Thread overview
Is this a bug? RandomSample claims it needs input range but actually needs forward range
Jun 19, 2013
finalpatch
Jun 19, 2013
Jonathan M Davis
Jun 19, 2013
finalpatch
Jun 19, 2013
Jonathan M Davis
Jun 19, 2013
finalpatch
Jun 19, 2013
finalpatch
June 19, 2013
in the declaration of RandomSample it only checks for isInputRange, but in the implementation it calls the .save() method which is only available in forward ranges.

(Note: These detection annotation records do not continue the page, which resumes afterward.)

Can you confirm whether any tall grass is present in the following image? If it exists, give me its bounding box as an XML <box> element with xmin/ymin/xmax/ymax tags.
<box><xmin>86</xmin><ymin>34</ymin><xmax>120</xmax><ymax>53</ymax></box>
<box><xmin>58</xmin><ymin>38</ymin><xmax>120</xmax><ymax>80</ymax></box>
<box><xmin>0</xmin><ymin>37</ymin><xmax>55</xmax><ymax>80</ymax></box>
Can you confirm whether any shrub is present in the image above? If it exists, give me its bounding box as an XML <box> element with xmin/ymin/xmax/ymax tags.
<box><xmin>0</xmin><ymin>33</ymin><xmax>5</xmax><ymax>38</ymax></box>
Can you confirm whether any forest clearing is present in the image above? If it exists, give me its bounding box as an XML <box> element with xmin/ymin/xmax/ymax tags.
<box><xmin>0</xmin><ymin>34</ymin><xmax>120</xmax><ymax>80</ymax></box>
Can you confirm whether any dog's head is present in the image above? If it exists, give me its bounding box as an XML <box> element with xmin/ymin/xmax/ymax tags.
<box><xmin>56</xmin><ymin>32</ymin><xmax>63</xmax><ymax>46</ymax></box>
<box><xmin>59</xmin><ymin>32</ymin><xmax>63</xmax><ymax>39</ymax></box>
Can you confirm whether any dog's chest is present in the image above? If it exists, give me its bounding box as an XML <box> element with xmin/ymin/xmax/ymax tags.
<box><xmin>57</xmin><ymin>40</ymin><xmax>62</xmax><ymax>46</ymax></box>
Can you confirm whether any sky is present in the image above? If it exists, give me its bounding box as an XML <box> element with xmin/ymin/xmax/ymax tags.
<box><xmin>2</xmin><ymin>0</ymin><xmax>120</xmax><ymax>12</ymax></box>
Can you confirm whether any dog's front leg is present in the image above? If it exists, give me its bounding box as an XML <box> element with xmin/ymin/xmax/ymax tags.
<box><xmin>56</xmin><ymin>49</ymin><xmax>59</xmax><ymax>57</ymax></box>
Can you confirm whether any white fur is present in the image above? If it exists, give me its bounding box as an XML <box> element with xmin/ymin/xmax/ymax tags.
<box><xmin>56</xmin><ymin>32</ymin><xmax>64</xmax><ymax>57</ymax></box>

as a result this code does not compile:

void main()
{
	auto a = File("test.d", "r").byLine();
	auto s = randomSample(a,1,5);
	writeln(s);
}

Is this a bug or I missed something?
June 19, 2013
On Wednesday, June 19, 2013 03:56:43 finalpatch wrote:
> in the declaration of RandomSample it only checks for isInputRange, but in the implementation it calls the .save() method which is only available in forward ranges.
> 
> as a result this code does not compile:
> 
> void main()
> {
> auto a = File("test.d", "r").byLine();
> auto s = randomSample(a,1,5);
> writeln(s);
> }
> 
> Is this a bug or I missed something?

Any function which uses save requires at least a forward range, and if its template constraint requires only an input range, then its template constraint is wrong. _Any_ function whose template constraint does not actually guarantee that anything that passes the constraint will compile with that function is buggy.

- Jonathan M Davis
June 19, 2013
On 06/19/2013 02:56 AM, finalpatch wrote:
> in the declaration of RandomSample it only checks for isInputRange, but in the implementation it calls the .save() method which is only available in forward ranges.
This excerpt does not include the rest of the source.